Panel D: The levamisole receptor subunit UNC-38, tagged with 3 cMYC epitopes at its C-terminus, was co-expressed with GFP-tagged synaptobrevin (VAMP::GFP, green signal), a pre-synaptic marker and stained with AlexaFluor594-labeled anti-cMyc antibodies (red signal). Antibody signal (corresponding to UNC-38 on cell surfaces) can be seen at post-synaptic sites (juxtaposed to green VAMP::GFP, arrows) and extrasynaptic sites (arrowheads) on nose muscles. Panels I, J: UNC-38::3xMYC was co-expressed with GFP-tagged UNC-29, another levamisole receptor subunit, and labeled with anti-Myc antibodies (red signal). Antibody-labeled UNC-38 can be seen along the nervecords and on muscle cell edges (arrowheads in I), as well as on neuronal cell bodies (arrowheads in J). In contrast, green signal originating from UNC-29::GFP can be seen throughout the cells (muscle and neuron), masking the signal of plasma membrane inserted UNC-29::GFP.
Proteomic identification of factors associated with nicotinic acetylcholine receptors (nAChRs)

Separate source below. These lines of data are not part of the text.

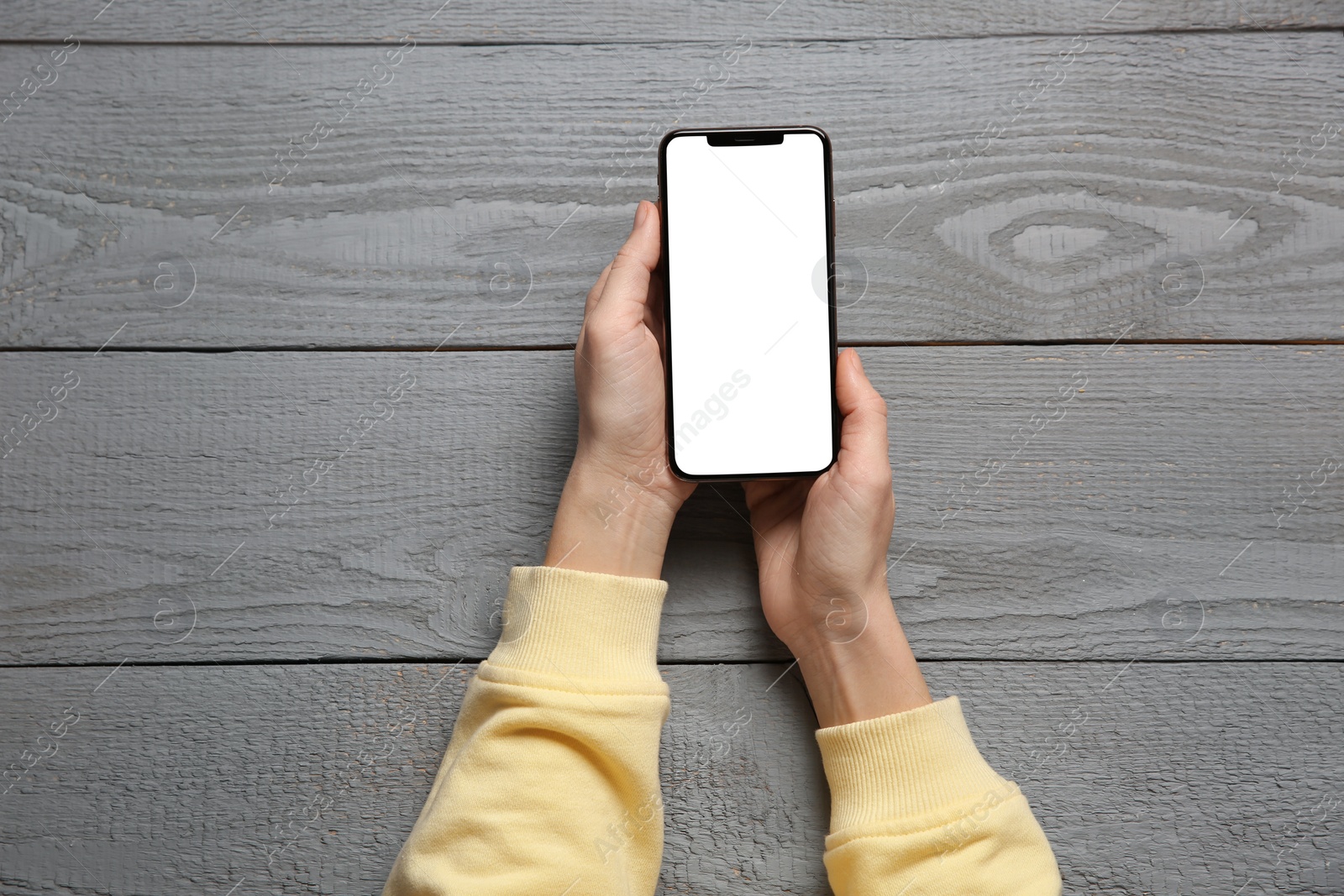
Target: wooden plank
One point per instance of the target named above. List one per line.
(1164, 778)
(1176, 501)
(1155, 184)
(609, 22)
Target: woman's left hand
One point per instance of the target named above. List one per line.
(620, 499)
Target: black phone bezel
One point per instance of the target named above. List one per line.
(664, 275)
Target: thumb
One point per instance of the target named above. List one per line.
(864, 432)
(628, 282)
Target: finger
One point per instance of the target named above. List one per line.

Proteins that act as regulators of nAChR function, for example through direct post-translational modification (like protein kinases), must physically interact with nAChR subunits. Thus they can be identified through biochemical co-purification with nAChRs. We have purified the so-called levamisole-sensitive nAChR from C. elegans, which is expressed in both muscles and many neurons (including motorneurons). To do this, we used the tandem affinity purification (TAP; see below). Proteins that were co-purified with TAP-tagged levamisole receptor subunits were identified in the whole sample, using 2D-HPLC of trypsin-digested peptides and nanoelectrospray-tandem mass spectrometry. In addition to abundant nAChR subunits, we could identify proteins that interact with the nAChR with very low affinity, and thus were highly underrepresented in the sample. To distinguish those from co-isolated contaminating proteins, we use a functional assay. Each of the proteins is depleted in vivo using doublestranded RNA interference (RNAi), and the responses of these animals to nicotine are then assayed. Thus we could identify a number of proteins whose depletion either caused nicotine resistance or hypersensitivity, making them prime candidates for factors affecting nAChR biology. We are characterizing these proteins in detail, and two of these proteins were found to act in the ER to influence the subunit composition of nAChRs. Gottschalk et al., 2005, EMBO J. 24, p 2566-2578. Almedom RB, Liewald J, Hernando G, Schultheis C, Rayes D, Pan J, Schedletzky T, Hutter H, Bouzat C, Gottschalk A. 2009. EMBO J. 28:2636-49.